Sunday: I did my laundry!!! This was an all-day process. It began with me asking my sister to teach me, and my mother telling me to go buy a packet of soap from the boutique next door. I went to leave and my sister yelled, take Kewe with you! I thought, okay, they want the 3-year-old to get out of the house for a minute and do something exciting—but no. They wanted the 3-year-old to talk to the cashier for me and buy my soap, because I’m helpless. (I think they just figured I would get charged too much because I’m white, so I guess I’m thankful for Kewe’s help.) Anyway laundry was fun, I have blisters but at least I know how to do it now. And I smell better.

 

Monday: The day began with my taxi ride. I argued with the driver over the price (as one does every time before they get into the taxi) and it was pretty animated, but I ended up getting the price I wanted. He had no idea where he was going so I had to show him every turn and correct him when he made a guess. I thought he was really annoyed with me but he turned around after one of my corrections and said, I love you. I just kind of ignored him, so he said it again. I said thank you. He then kept saying it, and saying something about marriage—I thought he was asking if I was married, so I kept responding, yes, I’m married. I’m not sure that’s what he was actually asking though, because after I responded he’d ask again…I always feel confused here but I think it helped me in this situation because it kind of stalled him from trying to make a relationship with me. I asked him to stop when I was pretty close to the school and I got out. He told me he loved me one last time and blew me a kiss. I ignored him and handed him the money, and walked in toward the school. He followed me slowly with his car. I didn’t want him to know where I was going, so I passed the school and went to a store. Sadly it was early enough that all the stores were closed, so I just made it look like I was looking for the hours. He waited. After I ignored him long enough he blew one last kiss and drove away. I don’t want to take taxis anymore.

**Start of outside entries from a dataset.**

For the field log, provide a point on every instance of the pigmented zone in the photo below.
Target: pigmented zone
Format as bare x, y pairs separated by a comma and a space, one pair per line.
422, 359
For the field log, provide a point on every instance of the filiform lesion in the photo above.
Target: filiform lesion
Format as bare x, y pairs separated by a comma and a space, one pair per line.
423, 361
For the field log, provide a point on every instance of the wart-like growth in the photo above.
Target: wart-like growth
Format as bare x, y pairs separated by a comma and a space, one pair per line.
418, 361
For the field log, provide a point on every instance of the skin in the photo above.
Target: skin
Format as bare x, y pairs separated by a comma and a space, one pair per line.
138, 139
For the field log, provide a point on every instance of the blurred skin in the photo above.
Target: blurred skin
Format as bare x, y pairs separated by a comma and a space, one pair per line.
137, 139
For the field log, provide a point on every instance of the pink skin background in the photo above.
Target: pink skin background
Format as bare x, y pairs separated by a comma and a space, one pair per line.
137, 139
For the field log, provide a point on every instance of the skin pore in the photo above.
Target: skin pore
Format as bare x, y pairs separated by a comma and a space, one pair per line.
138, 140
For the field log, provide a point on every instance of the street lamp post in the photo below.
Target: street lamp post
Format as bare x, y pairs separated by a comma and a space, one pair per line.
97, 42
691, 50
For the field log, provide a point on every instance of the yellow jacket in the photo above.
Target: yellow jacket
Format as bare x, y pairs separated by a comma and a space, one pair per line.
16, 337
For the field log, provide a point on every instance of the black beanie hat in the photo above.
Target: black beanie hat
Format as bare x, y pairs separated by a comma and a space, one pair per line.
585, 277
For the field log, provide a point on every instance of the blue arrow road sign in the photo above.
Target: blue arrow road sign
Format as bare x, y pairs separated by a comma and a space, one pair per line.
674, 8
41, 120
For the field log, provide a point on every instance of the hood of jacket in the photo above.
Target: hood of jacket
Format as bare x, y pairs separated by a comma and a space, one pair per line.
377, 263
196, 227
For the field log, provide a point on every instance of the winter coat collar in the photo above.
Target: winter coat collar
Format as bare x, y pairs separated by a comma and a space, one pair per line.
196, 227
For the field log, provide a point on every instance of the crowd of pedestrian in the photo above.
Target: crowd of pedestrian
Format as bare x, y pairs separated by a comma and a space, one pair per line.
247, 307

On a more positive note, we started our dance/djembe workshops!!! I absolutely LOVE to just be able to lose my thoughts in the music and really give myself to art. We’re being taught by very famous people who are both very unique and hilarious in their own ways. For djembe we sat in a semi-circle and practiced “domba” and “lamba,” the first two rhythms, while our teacher and another man drummed, and a man who looked and acted frightfully similar to someone I know in the U.S. just sat and gave encouraging smiles and thumbs-ups. I really enjoy playing and was encouraged when our teacher pointed me out to say I was doing things right! Dance took place in a small, very warm room with similarly hilarious/awkward drummers and our teacher, Touti, who is very intense and…I’m not sure of words to describe her. Hopefully update on that later.

 

Tuesday: I took the car rapide to school (actually I lied, it was the njagga njaay). For lunch I finally went to this place that might be called “Restaurant” or “Plat du jour” or it might not have a name. But it’s just this one table in a little hut (it seats about 12 people) and a very excited friendly man who cooks the food. He serves a different dish every day, it’s all you can eat for under $2. Today we had my FAVORITE Senegalese meal: Yaasa Poulet. We ate of big trays shared between 3 people each, it was wonderful and cheap and a really neat experience. We had our workshops again, my knuckles are bruised from djembe and my quads are sore from dance, but it’s a good, accomplished kind of pain. Afterwards I worked with my group to finish our presentation on Senegalese fabrics, which we will present Wednesday morning.

And now it is Tuesday night. I just saw the weather on TV and I have to say it was very, very weird to picture myself on that map instead of the usual map of New England.